Mercy Clinic acquires Oklahoma City-based orthopedic practice, ASC — Outlook for 2019 ASC M&A

O'Fallon, Mo.-based Mercy Clinic acquired a 50-year-old orthopedic practice in Oklahoma City that includes an ASC, according to an Edmond Sun report


Effective Jan. 1, Mercy Clinic acquired Oklahoma City-based Orthopedic Associates and its on-campus ASC, renaming it Mercy Clinic Orthopedic Associates. The practice includes 12 providers and multiple locations across the greater Oklahoma City area.

According to the report, post-acquisition the practice has been able to accept more types of insurance, and it has joined Mercy's larger provider network. This acquisition kicks off what could be an active year in ASC M&A and joint venture centers between hospitals and physicians, according to president and COO of Surgical Notes, Randy Bishop.

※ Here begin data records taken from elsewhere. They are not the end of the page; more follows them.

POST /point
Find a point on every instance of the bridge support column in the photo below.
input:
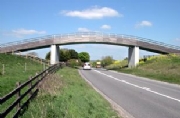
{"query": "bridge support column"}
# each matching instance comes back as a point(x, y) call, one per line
point(54, 54)
point(133, 57)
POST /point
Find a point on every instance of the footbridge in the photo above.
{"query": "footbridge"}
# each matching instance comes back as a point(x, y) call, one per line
point(54, 41)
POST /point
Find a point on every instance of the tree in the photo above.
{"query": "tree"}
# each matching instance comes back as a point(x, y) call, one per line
point(33, 54)
point(84, 56)
point(64, 55)
point(73, 54)
point(107, 60)
point(48, 56)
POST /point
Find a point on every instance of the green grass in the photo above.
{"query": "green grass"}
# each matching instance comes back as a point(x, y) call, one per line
point(14, 71)
point(163, 68)
point(67, 95)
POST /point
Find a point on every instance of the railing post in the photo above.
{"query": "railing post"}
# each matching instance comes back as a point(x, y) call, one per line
point(30, 85)
point(18, 96)
point(3, 70)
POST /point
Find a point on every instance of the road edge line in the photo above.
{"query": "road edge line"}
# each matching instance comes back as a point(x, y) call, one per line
point(121, 112)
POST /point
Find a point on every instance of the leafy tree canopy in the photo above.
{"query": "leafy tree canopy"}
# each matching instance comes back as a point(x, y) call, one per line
point(84, 56)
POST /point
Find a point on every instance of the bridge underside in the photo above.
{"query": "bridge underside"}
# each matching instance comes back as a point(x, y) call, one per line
point(133, 55)
point(134, 43)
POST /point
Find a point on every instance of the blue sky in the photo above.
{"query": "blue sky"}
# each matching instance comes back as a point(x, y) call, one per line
point(153, 19)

"ASCs are increasingly finding themselves the target of hospitals and health systems for many reasons, including hospitals desiring to recapture lost volume, increase surgical capacity, grow their presence in the market and solidify relationships with physicians," wrote Mr. Bishop in a December 2018 article for Becker's ASC Review. "Such hospital-physician ASC joint ventures have seen a rapid rise over the past several years."

In 2018, Avanza Healthcare Strategies and Clark Hill | Strasburger released a report on hospitals and health systems investing in ASCs, indicating the larger organizations are making ASCs an important part of their outpatient strategy. HealthLeaders Media conducted the survey polling 109 healthcare executives, which found 41 percent of organizations had ownership in or were affiliated with freestanding ASCs and two-thirds of those centers were joint ventures. Forty-eight percent of the respondents anticipated ASC investments and affiliations in the future.

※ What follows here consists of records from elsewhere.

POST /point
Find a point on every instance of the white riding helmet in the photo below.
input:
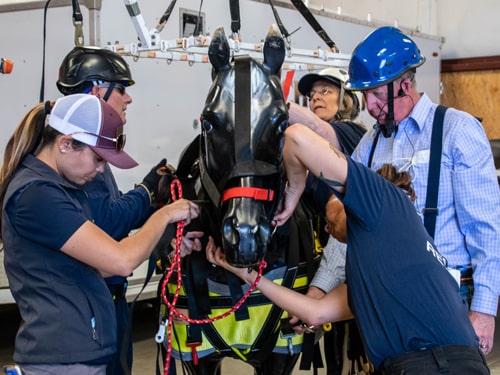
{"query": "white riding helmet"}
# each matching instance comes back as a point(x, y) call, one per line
point(337, 76)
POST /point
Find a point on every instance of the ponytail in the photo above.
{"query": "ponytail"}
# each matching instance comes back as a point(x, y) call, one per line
point(28, 138)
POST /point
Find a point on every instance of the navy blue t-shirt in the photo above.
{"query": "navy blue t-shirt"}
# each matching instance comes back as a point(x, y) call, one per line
point(399, 290)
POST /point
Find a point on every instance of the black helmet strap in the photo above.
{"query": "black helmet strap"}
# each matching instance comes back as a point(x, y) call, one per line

"According to the respondents, the business case for ASC investments is clear: greater market share, lower costs, improved physician engagement and more satisfied patients," the Avanza release noted.

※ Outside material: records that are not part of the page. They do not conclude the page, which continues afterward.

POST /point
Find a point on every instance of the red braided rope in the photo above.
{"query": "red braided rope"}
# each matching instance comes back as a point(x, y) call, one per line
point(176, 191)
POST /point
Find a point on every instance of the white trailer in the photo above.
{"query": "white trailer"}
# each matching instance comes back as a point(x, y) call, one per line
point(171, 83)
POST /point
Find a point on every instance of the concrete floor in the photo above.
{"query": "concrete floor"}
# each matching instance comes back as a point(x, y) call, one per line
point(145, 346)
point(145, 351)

The report also showed that most organizations surveyed — 62 percent — owned or had affiliations with just one ASC; 93 percent owned four or fewer centers. Hospitals also typically prefer a majority controlling interest, and 29 percent of the respondents said they prefer full ownership of the center.

Hospitals and health systems aren't the only potential acquirers in 2019. Large and mid-sized ASC chains are also looking to expand in 2019 and private equity investors are making headway into the healthcare space, especially the gastroenterology, ophthalmology and orthopedic space.